Ever since the chancellor George Osborne announced plans to change the pension regulations on April 6th this year, there has been plenty of speculation about the decisions people will make over how to plan for retirement.
The changes mean that people have more freedom and can take cash in lump sums rather than annuities, and it has meant more options becoming available for older people. One such alternative to a traditional pension has been the buy-to-let market, which offers better returns for a new generation of pensioner than they could get from annuities.
At the moment, when the rental income is combined with capital appreciation of the property itself and the retention of the asset, it becomes clear that the property market is more lucrative for older people than traditional investment classes.

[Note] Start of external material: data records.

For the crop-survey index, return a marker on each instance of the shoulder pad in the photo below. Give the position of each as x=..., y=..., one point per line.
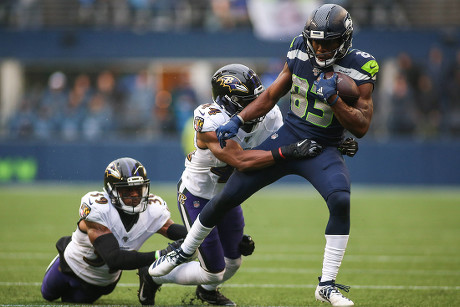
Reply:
x=156, y=200
x=93, y=201
x=208, y=117
x=360, y=65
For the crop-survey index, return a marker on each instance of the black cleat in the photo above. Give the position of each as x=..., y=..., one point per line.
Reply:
x=147, y=287
x=213, y=297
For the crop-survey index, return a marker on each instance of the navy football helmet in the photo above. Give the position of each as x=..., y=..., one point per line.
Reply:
x=127, y=173
x=234, y=86
x=328, y=22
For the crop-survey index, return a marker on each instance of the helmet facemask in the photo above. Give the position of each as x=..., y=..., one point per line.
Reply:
x=235, y=86
x=329, y=22
x=127, y=185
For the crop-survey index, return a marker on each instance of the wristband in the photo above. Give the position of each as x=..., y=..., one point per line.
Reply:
x=277, y=154
x=334, y=102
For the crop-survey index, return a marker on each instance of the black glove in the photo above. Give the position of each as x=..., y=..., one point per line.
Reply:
x=247, y=245
x=300, y=150
x=171, y=246
x=348, y=147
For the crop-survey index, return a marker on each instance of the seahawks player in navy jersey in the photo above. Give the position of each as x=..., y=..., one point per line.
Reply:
x=317, y=113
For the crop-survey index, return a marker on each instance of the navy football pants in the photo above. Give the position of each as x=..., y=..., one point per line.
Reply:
x=326, y=172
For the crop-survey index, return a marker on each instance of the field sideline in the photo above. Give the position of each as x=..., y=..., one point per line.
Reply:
x=403, y=249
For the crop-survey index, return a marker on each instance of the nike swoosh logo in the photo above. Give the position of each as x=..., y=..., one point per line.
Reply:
x=141, y=294
x=300, y=144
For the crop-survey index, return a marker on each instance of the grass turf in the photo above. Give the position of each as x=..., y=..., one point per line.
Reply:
x=403, y=248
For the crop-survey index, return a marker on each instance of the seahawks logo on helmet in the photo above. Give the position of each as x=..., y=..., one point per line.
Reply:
x=84, y=210
x=233, y=83
x=112, y=171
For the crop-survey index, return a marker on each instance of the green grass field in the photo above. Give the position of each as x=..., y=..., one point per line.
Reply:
x=403, y=251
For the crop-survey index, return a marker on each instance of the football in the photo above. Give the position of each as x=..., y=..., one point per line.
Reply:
x=346, y=87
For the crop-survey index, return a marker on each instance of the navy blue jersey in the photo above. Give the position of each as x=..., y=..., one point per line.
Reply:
x=309, y=116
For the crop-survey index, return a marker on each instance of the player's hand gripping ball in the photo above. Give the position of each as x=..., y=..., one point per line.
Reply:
x=346, y=87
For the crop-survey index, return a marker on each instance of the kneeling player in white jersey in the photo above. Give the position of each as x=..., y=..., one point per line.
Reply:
x=207, y=169
x=113, y=226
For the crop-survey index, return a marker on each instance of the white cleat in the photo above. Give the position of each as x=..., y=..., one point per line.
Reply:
x=168, y=262
x=330, y=294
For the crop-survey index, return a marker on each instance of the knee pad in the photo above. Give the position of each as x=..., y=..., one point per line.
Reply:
x=231, y=266
x=339, y=203
x=213, y=278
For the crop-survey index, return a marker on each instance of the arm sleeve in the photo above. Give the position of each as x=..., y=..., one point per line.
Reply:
x=107, y=247
x=176, y=232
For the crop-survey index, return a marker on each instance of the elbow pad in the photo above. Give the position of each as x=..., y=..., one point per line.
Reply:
x=107, y=247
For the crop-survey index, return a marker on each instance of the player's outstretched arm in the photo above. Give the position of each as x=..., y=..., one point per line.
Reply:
x=348, y=147
x=357, y=118
x=107, y=247
x=246, y=160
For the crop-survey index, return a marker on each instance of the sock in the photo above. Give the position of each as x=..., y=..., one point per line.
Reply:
x=195, y=237
x=231, y=266
x=333, y=255
x=190, y=273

And now, according to one expert, those saving for retirement are going to increasingly start turning to one of the hottest assets – student property. In the last few years, it has become the darling of the investment market thanks to the strong returns it has to offer.
And Professor Mark Shackleton, from Lancaster University’s Department of Accounting & Finance, told North West Tonight: “One suggestion is that a lot of money will go into buy-to-let properties. And in this region, we’re just right next to some student accommodation for the university. That could be an alternative way to provide for your retirement, rather than buying an annuity.”
Student property has become more and more popular over the last three years, with 2012, 2013 and 2014 all having seen the sector attracting £2 billion worth of investment apiece. The return of strong application numbers since the initial decline after tuition fees were raised has meant that investors have been feeling confident about the market’s prospects.